Hacker News new | ask | show | jobs
by lloesche 1589 days ago
I had a similar issue at my last job. Whenever a user created a PR on our open source project artifacts of 1GB size consisting of hundreds of small files would be created and uploaded to a bucket. There was just no process that would ever delete anything. This went on for 7 years and resulted in a multi-petabyte bucket.

I wrote some tooling to help me with the cleanup. It's available on Github: https://github.com/someengineering/resoto/tree/main/plugins/... consisting of two scripts, s3.py and delete.py.

It's not exactly meant for end-users, but if you know your way around Python/S3 it might help. I build it for a one-off purge of old data. s3.py takes a `--aws-s3-collect` arg to create the index. It lists one or more buckets and can store the result in a sqlite file. In my case the directory listing of the bucket took almost a week to complete and resulted in a 80GB sqlite.

I also added a very simple CLI interface (calling it virtual filesystem would be a stretch) that allows to load the sqlite file and browse the bucket content, summarise "directory" sizes, order by last modification date, etc. It's what starts when calling s3.py without the collect arg.

Then there is delete.py which I used to delete objects from the bucket, including all versions (our horrible bucket was versioned which made it extra painful). On a versioned bucket it has to run twice, once to delete the file and once to delete the then created version, if I remember correctly - it's been a year since I built this.

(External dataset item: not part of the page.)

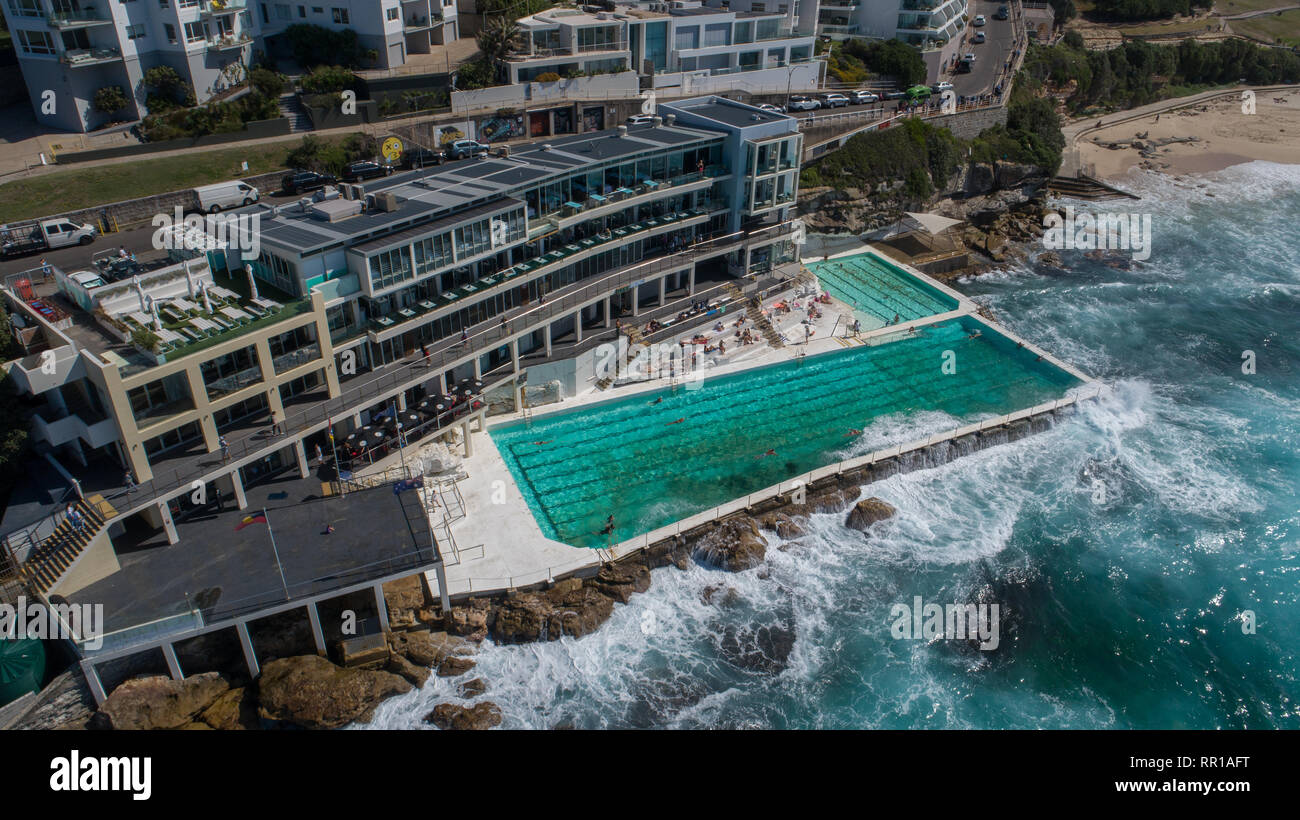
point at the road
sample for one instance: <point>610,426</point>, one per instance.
<point>989,55</point>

Maybe it's useful for someone.

2 comments

What about the lifecycle stuff?

I thought, S3 can move stuff to cheaper storage automatically after some time.

Like I wrote for us it was a one-off job to find and remove 6+ year old build artifacts that would never be needed again. I just looked for the cheapest solution of getting rid of them. I couldn't do it by prefix alone (prod files mixed in the same structure as the build artifacts) which is why delete.py supports patterns (the `--aws-s3-pattern` arg takes a regex).

If AWS' own tools work for you it's surely the better solution than my scripts. Esp. if you need something on an ongoing bases.